In this code we ask for 4 chains, each with 1000 iterations, run sequentially. Note that we recommend allowing the sampler to run longer than this (usually at least 5000 iterations per chain), but we use a short run here to save time.
If useParallel = TRUE
, the MCMC chains will be evaluated in parallel, which helps with longer runs.
ft <- skipTrack.fit(Y = dat$Y, cluster = dat$cluster,
reps = 1000, chains = 4, useParallel = FALSE)
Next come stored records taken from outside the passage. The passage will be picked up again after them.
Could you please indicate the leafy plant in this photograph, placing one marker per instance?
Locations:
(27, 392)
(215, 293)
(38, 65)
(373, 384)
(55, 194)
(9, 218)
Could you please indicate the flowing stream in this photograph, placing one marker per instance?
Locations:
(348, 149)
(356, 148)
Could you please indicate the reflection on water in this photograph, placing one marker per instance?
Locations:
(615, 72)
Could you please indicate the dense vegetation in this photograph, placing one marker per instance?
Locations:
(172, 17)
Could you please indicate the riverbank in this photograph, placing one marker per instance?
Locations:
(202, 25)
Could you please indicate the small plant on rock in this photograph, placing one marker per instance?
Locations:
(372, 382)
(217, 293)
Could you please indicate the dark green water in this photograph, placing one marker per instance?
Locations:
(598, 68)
Once we have the model results we are able to examine model diagnostics, visualize results from the model, and view a model summary.
Diagnostics
Multivariate, multichain MCMC diagnostics, including traceplots, Gelman-Rubin diagnostics, and effective sample size, are all available for various parameters from the model fit. These are supplied using the genMCMCDiag
package, see that packages’ documentation for details.
Here we show the output of the diagnostics on the $c_{ij}$ parameters, which show that (at least for the $c_{ij}$ values) the algorithm is mixing effectively (or will be, once the algorithm runs a little longer).
skipTrack.diagnostics(ft, param = 'cijs')
#> ----------------------------------------------------
#> Generalized MCMC Diagnostics using lanfear Method
#> ----------------------------------------------------
#>
#> |Effective Sample Size:
#> |---------------------------
#> | Chain 1| Chain 2| Chain 3| Chain 4| Sum|
#> |-------:|-------:|-------:|-------:|-------:|
#> | 105.807| 46.84| 104.824| 92.098| 349.569|
#>
#> |Gelman-Rubin Diagnostic:
#> |---------------------------
#> | Point est.| Upper C.I.|
#> |----------:|----------:|
#> | 1.024| 1.027|
Visualization
In order to see some important plots for the SkipTrack model fit, you can simply use plot(ft)
, and the plots are directly accessible using skipTrack.visualize(ft)
.
plot(ft)
Summary
A summary is available for the SkipTrack model fit with summary(ft)
, with more detailed results accessible through skipTrack.results(ft)
. Importantly, these results are based on a default chain burn-in value of 750 draws. This can be changed using the parameter burnIn
for either function.
summary(ft)
#> ----------------------------------------------------
#> Summary of skipTrack.fit using skipTrack model
#> ----------------------------------------------------
#> Mean Coefficients:
#>
#> Estimate 95% CI Lower 95% CI Upper
#> (Intercept) 3.411 3.383 3.44
#>
#> ----------------------------------------------------
#> Precision Coefficients:
#>
#> Estimate 95% CI Lower 95% CI Upper
#> (Intercept) 5.573 5.352 5.749
#>
#> ----------------------------------------------------
#> Diagnostics:
#>
#> Effective Sample Size Gelman-Rubin
#> Betas 3616.43 1.00
#> Gammas 22.24 1.00
#> cijs 343.01 1.02
#>
#> ----------------------------------------------------
summary(ft, burnIn = 500)
#> ----------------------------------------------------
#> Summary of skipTrack.fit using skipTrack model
#> ----------------------------------------------------
#> Mean Coefficients:
#>
#> Estimate 95% CI Lower 95% CI Upper
#> (Intercept) 3.411 3.384 3.44
#>
#> ----------------------------------------------------
#> Precision Coefficients:
#>
#> Estimate 95% CI Lower 95% CI Upper
#> (Intercept) 5.554 5.325 5.755
#>
#> ----------------------------------------------------
#> Diagnostics:
#>
#> Effective Sample Size Gelman-Rubin
#> Betas 3719.83 1.00
#> Gammas 21.79 1.00
#> cijs 342.89 1.02
#>
#> ----------------------------------------------------
This introduction provides enough information to start fitting the SkipTrack model. For further information regarding different methods of simulating data, additional model fitting, and tuning parameters for fitting the model, please see the help pages and the ‘Getting Started’ vignette. Additional vignettes are forthcoming.
Bibliography
Li, Kathy, Iñigo Urteaga, Amanda Shea, Virginia J Vitzthum, Chris H Wiggins, and Noémie Elhadad. 2022. “A Predictive Model for Next Cycle Start Date That Accounts for Adherence in Menstrual Self-Tracking.” Journal of the American Medical Informatics Association 29 (1): 3–11.